Increased ROS production combined with defects in peroxisomal antioxidant mechanisms and the accumulation of lipid intermediates in the peroxisomal FAO system has been suggested to alter mitochondrial function and may contribute to PD pathogenesis. Marked mitochondrial abnormalities have been observed in several organs in PEX5-deficient mice[129]. In addition, deficiencies in peroxisome biogenesis associated with a mutation in PEX3 prevents the binding of SNCA to lipid droplets in lipid-loaded yeast[130]. Recently, our group also showed that HSPA9/mortalin depletion induces pexophagy by increasing peroxisomal ROS[74]. The overexpression of wild-type HSPA9 reverses peroxisome loss, whereas an HSPA9 mutant associated with PD fails to rescue HSPA9-depleted neuronal cells[74].

Although peroxisome abundance and lipid metabolism play roles in several pathological neuronal conditions, it remains unclear whether these conditions represent secondary changes associated with general cellular dysfunction. Therefore, to better understand the roles played by peroxisomes in neurodegenerative diseases, further studies are warranted.
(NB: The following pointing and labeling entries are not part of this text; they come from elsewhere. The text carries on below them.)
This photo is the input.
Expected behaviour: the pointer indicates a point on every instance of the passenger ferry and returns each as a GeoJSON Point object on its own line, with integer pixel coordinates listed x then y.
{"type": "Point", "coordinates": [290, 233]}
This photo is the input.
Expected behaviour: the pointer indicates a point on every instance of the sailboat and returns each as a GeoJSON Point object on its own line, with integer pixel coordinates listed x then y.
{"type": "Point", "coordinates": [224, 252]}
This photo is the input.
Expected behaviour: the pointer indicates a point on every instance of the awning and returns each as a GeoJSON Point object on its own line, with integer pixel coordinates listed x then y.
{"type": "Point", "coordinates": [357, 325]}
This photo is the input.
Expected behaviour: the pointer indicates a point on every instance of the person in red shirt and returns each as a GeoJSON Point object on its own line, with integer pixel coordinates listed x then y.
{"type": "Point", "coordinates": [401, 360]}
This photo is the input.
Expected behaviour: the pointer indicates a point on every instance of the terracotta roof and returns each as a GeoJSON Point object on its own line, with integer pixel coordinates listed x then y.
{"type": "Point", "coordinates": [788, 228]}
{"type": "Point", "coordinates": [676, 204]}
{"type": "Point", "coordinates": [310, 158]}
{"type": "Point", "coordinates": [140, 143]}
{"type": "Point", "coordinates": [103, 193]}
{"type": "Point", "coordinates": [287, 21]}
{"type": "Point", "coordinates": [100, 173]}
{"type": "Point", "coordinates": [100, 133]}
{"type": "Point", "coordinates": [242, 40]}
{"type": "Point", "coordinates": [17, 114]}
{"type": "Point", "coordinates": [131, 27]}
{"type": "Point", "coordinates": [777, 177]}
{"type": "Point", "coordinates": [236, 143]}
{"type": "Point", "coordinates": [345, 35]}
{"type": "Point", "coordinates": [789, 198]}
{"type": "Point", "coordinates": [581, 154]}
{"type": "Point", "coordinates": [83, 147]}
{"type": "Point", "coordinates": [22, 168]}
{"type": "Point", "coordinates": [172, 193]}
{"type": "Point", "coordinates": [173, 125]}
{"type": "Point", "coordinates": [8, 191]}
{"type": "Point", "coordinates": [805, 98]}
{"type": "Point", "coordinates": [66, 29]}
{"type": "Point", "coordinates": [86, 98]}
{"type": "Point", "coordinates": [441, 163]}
Conclusion and perspective

Peroxisomes are key metabolic organelles that have protective functions and wide-reaching impacts on human health and may contribute to a large number of globally important human diseases. Further systematic studies are necessary to determine whether peroxisome alterations/dysfunctions contribute to disease etiology. In addition, the functional correlations between disease pathogenesis and alterations in peroxisome physiology remain to be elucidated. Emerging research areas include the roles played by peroxisomes in cellular redox balance, metabolic balance, and pexophagy. Because peroxisomes are one of the most unexplored subcellular organelles in eukaryotic cells, the continued exploration of their functional significance is likely to reveal additional and useful information in the future.